La professoressa Isabel Fernandez Presidente dell’Associazione EMDR Italia oggi relatrice presso l’università di Ferrara, nell’ambito del Festival Prisma, volto a promuovere il benessere psicofisico, emotivo e sociale di studenti e personale accademico
Il trauma e lo stress rappresentano oggi uno dei principali fattori di rischio nello sviluppo di numerosi disturbi mentali. Secondo la letteratura scientifica, infatti, esperienze traumatiche e condizioni di stress prolungato possono contribuire all’insorgenza e al mantenimento di oltre 50 disturbi psicologici e psichiatrici. Per questo motivo, intervenire in modo tempestivo e con approcci terapeutici evidence-based diventa sempre più centrale non solo nella cura, ma anche nella prevenzione della sofferenza mentale.
Questi temi sono stati al centro dell’incontro dal titolo “Riconquistare il benessere: soluzioni possibili dopo un trauma”, curato dalla professoressa Isabel Fernandez, presidente di EMDR Italia e past President Europa. L’appuntamento si è svolto nell’ambito degli incontri in calendario in occasione del Festival PRISMA “salute e benessere” realizzato nell’ambito del progetto Prisma (Promuovere Risorse Individuali e Sociali nel Mondo Accademico) progetto, coordinato dall’Università degli Studi di Ferrara in qualità di capofila, che rappresenta un’iniziativa nazionale di ricerca e intervento finalizzata a promuovere il benessere psicofisico, emotivo e sociale di studenti e personale accademico.

(La professoressa Isabel Fernandez presidente EMDR Italia)
Durante l’incontro la dottoressa Fernandez, ha sottolineato come oggi la comunità scientifica disponga di conoscenze sempre più solide su ciò che funziona nella promozione della salute mentale, nella prevenzione e nei trattamenti psicoterapeutici. La vera sfida, tuttavia, resta quella dell’implementazione: rendere accessibili e diffusi gli interventi evidence-based affinché possano diventare parte integrante dei percorsi di cura e prevenzione, con benefici concreti per le persone e per l’intero sistema sanitario e sociale.
Come emerge dagli studi del CSRP (Centro ricerche studi in psicotraumatologia di Milano) tra gli strumenti clinici più efficaci vi è l’EMDR (Eye Movement Desensitization and Reprocessing), metodo riconosciuto a livello internazionale per il trattamento delle esperienze traumatiche e delle reazioni post-traumatiche. Lavorare sui traumi attraverso terapie mirate consente infatti di ridurre gli effetti a lungo termine dello stress traumatico, favorendo allo stesso tempo la costruzione di fattori di protezione e resilienza.

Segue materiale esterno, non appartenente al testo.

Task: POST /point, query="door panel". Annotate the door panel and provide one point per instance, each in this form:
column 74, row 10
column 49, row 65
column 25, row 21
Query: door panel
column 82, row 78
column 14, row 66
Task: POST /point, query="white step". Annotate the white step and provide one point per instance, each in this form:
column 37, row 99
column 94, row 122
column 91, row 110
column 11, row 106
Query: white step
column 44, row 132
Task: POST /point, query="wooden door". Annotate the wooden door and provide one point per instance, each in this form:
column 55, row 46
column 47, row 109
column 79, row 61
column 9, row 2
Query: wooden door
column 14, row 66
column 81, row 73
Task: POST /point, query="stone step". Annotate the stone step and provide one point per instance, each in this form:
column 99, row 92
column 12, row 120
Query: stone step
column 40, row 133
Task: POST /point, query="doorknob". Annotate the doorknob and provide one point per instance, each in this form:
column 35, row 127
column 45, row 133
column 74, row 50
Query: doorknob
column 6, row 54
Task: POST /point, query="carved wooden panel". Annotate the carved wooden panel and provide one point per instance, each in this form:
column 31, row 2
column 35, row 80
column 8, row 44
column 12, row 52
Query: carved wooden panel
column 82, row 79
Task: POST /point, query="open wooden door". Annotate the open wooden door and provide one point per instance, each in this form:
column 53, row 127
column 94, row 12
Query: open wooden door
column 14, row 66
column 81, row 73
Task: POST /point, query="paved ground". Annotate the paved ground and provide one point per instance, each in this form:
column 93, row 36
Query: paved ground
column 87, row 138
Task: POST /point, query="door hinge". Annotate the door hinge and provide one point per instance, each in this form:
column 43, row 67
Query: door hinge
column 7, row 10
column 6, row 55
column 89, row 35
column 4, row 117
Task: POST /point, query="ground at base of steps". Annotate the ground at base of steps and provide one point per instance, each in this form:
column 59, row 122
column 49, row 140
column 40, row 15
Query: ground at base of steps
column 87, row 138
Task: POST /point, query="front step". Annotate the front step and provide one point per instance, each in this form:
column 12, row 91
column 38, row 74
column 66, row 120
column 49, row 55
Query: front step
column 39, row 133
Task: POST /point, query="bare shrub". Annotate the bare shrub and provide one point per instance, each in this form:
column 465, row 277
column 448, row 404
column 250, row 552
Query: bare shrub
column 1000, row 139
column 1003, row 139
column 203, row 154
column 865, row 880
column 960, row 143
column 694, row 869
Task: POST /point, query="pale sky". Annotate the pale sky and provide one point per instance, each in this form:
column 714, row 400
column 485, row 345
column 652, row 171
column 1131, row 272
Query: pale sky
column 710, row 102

Le esperienze traumatiche, secondo gli studi più recenti nell’ambito della psicotraumatologia, vengono immagazzinate anche come “ricordi fisici”, capaci di continuare ad attivare nel tempo risposte di allarme e sofferenza. In quest’ottica, ciò che genera disagio nel disturbo post-traumatico da stress non è soltanto l’evento vissuto in sé, ma soprattutto il modo in cui quel ricordo resta registrato nell’organismo e continua a influenzare la persona sul piano emotivo e corporeo.
Durante il suo intervento, la professoressa Isabel Fernandez ha richiamato diversi studi scientifici che evidenziano come lo stress precoce rappresenti un importante fattore di rischio associato a numerosi problemi di salute. Tra questi figurano patologie cardiovascolari, tumori, diabete, ipertensione, ictus, aumento ponderale e obesità, oltre a una riduzione delle funzioni immunitarie.
Gli effetti del trauma, dunque, non riguardano esclusivamente la salute mentale, ma possono compromettere profondamente anche il benessere fisico generale della persona. Per questo motivo, intervenire precocemente sulle esperienze traumatiche attraverso approcci terapeutici mirati significa non solo alleviare la sofferenza psicologica, ma anche promuovere una più ampia tutela della salute e della qualità della vita nel lungo periodo.

L’obiettivo non è soltanto alleviare il disagio nell’immediato- ha sottolineato l’esperta- ma anche prevenire l’insorgenza di disturbi mentali in età adulta, migliorare la qualità della vita delle persone e ridurre, nel lungo periodo, il ricorso a servizi sanitari, trattamenti farmacologici e interventi di supporto spesso necessari nei casi di disturbi cronici.
Approcci come l’EMDR, psicoterapia focalizzata sulle conseguenze del trauma, agisce infatti sia sul piano della cura sia su quello della prevenzione. Intervenire precocemente permette di rafforzare le capacità di adattamento delle persone, valorizzarne le risorse individuali e promuovere benessere psicologico e salute mentale.